11.21 PM, Jönköping, Sweden
Dear diary,
I'm sitting here with all the lights out, a couple of lit candles and a cup of tea. Trying to make it into some kind of evening ritual before I go to bed, to gather my thoughts and write something here. Today has been alright, left school before lunch today since I had nothing to do so I could as well go home and "study"... not much studying has been done, of course. Did some cleaning, way too dusty in here, and I'm beginning to think I'm allergic to dust, and it sucks... It means that it affects my singing, and since I'm already allergic to pollen it also means that I'm walking around with a running nose 360 days a year. Shit's fucked up.

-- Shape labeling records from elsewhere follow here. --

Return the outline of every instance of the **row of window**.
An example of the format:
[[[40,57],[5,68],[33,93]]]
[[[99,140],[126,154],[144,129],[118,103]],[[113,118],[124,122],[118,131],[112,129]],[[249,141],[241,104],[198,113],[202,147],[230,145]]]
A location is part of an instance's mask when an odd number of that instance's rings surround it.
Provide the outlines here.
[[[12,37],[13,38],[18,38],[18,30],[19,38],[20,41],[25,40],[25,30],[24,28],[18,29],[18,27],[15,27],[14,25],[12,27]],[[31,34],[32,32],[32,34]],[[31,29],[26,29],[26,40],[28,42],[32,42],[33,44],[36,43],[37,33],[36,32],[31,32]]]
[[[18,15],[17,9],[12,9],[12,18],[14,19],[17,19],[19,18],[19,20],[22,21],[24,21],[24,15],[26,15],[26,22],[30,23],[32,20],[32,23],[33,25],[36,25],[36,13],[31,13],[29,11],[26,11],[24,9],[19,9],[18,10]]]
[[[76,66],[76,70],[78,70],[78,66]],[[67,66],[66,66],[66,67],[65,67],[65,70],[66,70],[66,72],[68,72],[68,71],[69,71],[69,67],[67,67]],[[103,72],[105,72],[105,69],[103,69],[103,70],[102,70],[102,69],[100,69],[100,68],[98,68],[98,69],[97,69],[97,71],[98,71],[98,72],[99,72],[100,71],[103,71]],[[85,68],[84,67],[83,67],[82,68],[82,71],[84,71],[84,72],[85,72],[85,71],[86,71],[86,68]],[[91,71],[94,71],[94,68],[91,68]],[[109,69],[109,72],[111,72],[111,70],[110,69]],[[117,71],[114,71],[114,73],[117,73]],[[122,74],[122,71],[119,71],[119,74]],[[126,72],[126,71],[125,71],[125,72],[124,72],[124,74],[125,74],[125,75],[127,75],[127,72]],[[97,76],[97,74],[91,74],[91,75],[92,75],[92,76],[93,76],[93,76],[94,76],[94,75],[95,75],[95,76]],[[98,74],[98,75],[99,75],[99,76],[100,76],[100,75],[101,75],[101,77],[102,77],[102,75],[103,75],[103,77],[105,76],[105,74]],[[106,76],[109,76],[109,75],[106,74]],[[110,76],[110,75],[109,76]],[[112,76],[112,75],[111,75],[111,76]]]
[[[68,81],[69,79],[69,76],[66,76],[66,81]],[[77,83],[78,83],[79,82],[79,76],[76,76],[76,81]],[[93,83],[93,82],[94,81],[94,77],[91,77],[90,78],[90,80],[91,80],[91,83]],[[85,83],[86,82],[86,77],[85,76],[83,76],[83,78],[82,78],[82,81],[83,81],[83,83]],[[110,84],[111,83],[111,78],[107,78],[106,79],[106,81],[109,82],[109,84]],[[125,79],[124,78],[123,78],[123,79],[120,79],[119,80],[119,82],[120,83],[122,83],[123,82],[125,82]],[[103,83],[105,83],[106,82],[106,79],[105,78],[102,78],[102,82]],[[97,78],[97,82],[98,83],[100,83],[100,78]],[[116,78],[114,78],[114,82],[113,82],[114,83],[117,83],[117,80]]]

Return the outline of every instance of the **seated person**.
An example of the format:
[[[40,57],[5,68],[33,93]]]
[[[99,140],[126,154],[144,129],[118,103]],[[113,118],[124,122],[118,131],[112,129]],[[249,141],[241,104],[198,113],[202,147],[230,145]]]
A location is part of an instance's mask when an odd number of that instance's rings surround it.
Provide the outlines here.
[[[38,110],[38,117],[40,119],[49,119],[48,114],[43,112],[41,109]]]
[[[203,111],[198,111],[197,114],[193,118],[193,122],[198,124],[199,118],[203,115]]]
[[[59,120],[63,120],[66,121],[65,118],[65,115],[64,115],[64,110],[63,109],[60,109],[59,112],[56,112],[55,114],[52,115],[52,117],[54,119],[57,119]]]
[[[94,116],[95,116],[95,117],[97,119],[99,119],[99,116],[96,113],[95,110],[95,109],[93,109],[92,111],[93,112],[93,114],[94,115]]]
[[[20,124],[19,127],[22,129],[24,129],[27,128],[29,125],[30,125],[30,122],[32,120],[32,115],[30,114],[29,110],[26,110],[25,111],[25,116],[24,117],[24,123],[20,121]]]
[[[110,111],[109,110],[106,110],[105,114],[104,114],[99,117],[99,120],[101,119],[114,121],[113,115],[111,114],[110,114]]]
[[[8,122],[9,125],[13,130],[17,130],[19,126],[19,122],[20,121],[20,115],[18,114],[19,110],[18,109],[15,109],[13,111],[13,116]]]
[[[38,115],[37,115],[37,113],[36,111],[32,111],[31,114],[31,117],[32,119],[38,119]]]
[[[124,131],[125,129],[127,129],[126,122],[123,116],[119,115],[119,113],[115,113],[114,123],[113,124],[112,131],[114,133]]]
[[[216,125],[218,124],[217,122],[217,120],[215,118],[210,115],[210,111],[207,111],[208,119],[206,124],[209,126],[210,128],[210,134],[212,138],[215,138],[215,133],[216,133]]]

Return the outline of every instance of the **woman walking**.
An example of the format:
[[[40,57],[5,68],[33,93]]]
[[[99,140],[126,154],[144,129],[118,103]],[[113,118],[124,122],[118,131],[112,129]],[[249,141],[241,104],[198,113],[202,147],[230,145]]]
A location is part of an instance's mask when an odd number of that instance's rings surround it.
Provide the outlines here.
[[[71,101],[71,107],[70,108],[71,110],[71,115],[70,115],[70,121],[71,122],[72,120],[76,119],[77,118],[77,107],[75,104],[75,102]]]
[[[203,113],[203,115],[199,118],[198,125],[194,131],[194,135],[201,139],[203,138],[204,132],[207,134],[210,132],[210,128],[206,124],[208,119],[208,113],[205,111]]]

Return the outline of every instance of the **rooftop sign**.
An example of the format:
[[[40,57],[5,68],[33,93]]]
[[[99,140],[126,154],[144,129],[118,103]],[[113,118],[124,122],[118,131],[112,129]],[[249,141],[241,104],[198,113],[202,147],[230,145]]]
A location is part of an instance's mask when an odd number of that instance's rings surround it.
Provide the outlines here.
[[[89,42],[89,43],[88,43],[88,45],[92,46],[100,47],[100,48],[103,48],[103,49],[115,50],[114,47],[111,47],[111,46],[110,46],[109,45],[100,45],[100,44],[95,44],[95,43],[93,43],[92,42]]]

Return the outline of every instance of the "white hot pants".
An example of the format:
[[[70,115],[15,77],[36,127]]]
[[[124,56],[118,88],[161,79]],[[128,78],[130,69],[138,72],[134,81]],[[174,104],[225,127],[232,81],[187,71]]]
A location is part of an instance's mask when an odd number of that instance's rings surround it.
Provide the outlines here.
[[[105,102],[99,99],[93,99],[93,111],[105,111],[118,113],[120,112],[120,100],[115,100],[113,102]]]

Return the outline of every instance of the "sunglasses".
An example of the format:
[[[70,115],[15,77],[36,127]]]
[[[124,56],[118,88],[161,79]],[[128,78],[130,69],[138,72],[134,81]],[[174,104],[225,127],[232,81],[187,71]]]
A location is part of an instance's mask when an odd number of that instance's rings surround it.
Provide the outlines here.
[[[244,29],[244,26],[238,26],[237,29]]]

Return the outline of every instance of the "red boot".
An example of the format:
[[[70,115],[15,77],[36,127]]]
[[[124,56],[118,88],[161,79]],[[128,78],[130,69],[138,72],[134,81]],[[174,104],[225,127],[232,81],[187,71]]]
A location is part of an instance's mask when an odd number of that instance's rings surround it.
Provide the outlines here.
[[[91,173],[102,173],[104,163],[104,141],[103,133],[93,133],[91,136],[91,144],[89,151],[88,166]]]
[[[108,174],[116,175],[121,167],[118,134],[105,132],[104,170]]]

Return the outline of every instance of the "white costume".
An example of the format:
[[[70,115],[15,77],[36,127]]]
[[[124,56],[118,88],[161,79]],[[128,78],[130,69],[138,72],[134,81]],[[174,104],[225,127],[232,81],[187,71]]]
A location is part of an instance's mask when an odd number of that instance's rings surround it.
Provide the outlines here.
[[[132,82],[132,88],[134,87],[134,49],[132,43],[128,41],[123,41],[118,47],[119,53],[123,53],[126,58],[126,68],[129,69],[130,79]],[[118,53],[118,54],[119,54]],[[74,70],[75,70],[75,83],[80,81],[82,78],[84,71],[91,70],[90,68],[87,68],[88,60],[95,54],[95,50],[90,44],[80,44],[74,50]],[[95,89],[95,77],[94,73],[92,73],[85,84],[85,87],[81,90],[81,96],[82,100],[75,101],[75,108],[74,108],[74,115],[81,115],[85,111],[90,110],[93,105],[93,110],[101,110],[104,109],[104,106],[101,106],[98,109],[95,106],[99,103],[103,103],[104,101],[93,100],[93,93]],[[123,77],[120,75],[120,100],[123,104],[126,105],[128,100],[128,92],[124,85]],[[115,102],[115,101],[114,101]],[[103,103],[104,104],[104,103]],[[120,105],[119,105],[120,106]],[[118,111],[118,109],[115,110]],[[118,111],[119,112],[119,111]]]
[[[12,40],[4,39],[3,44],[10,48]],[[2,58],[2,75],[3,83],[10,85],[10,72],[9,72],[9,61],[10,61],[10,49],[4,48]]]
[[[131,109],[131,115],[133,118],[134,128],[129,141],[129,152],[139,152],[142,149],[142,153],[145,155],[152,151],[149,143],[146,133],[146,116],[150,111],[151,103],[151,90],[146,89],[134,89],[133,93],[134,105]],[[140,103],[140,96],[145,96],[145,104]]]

I think I need to start reaching out for people more, instead of staying inside my shell to protect myself. I'm having trouble inspiring myself, or finding things that inspire me, perhaps there's some people out there who are able to light a fire inside me again? I can think of a few candidates already, people I've been talking to for a while, but never met. I've been stuck in this place for far too long, I need to get out and get some new views, see new places, meet new people. Maybe then, my armor will disintegrate and fall of me like autumn leaves, rusted pieces of my past and concrete from the wall that has surrounded me for far too long... sure, I won't let my guard down completely, that would be foolish. But this time around, a guard post at the gate will do... not some majestic impression of the wall of China.
Also... I can't shake the feeling that I'm somehow being deceived. Something ain't right, I can feel it. I can't stand being everybody's fool. Anyway, time for bed... just a day and a half left in school this week.